I had heard of local Boston band, Morne, but have never actually listened to their music prior to this show. If you check out their Facebook page, they’re described as a whole mess of genres, but they’re mostly of the p-persuasion — as in prog and post-metal. There are shades of all the other elements in there as well (crust, doom, even hardcore), but their strength lies in their meandering, almost classical solos, in part because said solos come without vocals, which, I’m afraid, are the weakest part of the band. However, there was a funny moment when my buddy recognized the bassist as Captain Max from Turbojugend Boston (Does that still exist? Can I join already?), so, uh, party on (apocalypse) dudes.
Pallbearer has been raved about, lauded, and blown within an inch of their musical lives, so I don’t really want to dwell on them. They were good, they had some technical difficulties, but they did their thing.
I do want to focus on Royal Thunder. Royal Thunder has garnered several mentions on MetalSucks, and quite a few of them complimentary. But I think they deserve more attention. Why? Because they are amazing, and because CVI is one the best album.

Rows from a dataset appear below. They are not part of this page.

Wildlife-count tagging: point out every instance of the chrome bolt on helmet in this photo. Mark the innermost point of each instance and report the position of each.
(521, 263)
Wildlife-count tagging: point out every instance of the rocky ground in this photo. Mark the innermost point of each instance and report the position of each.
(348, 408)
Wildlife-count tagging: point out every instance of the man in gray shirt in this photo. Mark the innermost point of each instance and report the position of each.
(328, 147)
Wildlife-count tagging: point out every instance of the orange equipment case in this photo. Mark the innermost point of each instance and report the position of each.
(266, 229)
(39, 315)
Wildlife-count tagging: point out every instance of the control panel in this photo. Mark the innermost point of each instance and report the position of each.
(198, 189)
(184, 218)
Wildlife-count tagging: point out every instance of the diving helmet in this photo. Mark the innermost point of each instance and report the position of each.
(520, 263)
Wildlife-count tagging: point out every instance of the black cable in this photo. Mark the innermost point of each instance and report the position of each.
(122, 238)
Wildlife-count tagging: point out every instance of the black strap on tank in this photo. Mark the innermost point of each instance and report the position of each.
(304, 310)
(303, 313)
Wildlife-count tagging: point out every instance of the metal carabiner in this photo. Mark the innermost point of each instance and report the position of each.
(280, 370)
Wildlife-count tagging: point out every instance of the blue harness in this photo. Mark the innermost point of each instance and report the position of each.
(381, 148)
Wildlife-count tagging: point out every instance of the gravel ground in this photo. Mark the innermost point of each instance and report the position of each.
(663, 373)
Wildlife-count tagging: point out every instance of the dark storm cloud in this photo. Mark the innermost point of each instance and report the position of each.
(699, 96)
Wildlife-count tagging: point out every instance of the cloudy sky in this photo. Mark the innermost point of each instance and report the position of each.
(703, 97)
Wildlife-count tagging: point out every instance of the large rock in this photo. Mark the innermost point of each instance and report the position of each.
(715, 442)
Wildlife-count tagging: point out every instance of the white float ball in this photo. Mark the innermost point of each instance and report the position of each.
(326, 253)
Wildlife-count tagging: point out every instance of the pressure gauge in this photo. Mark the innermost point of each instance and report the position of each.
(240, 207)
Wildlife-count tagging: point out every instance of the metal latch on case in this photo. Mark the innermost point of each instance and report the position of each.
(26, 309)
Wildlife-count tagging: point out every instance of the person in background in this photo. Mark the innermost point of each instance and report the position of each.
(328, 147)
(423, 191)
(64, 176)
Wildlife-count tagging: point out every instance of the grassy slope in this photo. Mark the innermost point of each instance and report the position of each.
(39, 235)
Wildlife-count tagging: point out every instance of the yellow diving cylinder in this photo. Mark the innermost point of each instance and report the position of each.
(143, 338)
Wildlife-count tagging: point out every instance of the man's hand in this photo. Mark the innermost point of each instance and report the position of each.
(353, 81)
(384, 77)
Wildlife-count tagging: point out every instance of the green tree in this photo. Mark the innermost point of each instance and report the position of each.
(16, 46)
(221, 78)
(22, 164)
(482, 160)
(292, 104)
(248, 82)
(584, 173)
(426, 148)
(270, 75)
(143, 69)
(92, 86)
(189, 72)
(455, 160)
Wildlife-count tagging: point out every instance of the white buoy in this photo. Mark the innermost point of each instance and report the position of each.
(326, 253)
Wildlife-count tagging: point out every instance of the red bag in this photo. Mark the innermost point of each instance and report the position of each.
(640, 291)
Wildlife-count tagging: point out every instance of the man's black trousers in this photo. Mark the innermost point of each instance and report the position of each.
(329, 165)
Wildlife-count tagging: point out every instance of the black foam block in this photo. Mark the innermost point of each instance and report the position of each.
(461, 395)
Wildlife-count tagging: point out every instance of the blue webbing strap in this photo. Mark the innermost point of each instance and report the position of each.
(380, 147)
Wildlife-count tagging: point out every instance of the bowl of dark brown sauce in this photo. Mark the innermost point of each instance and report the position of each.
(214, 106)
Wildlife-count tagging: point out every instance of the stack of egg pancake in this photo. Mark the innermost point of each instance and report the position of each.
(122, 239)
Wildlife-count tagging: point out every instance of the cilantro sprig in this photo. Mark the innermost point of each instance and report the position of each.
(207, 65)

The Atlanta natives make the most melodic, occult-y, trippy, dark, almost-glam, classic southern rock. It’s beautiful. I do not take that word lightly. I do not call music beautiful without meaning it. It is beautiful. Lead singer Mlny Parsonz’s voice is both throaty and clear, like a sultry Janis Joplin. She’s Joan Jett badass, but without the bad attitude. While The Devil’s Blood might corner the market in witchy-woman psychedelia, Royal Thunder can match them and still sound like T. Rex as covered by Black Sabbath… and yet, still somehow original. I love to watch drummers during shows, and Lee Smith is kind of hypnotizing. He commands the band despite being situated behind its other members, and does almost lazily during the slower parts of the music, before revving up into a full-on sensory and auditory attack, accompanied by guitarists Josh Weaver and Josh Coleman. Their entire show is a soulful-yet-electrifying experience. They were the band I really came to see that night, and holy shit, I was not disappointed.
And on a final note, please allow me to indulge my artwork geek and compliment Royal Thunder on their merch designs. Best ones I’ve seen in a while.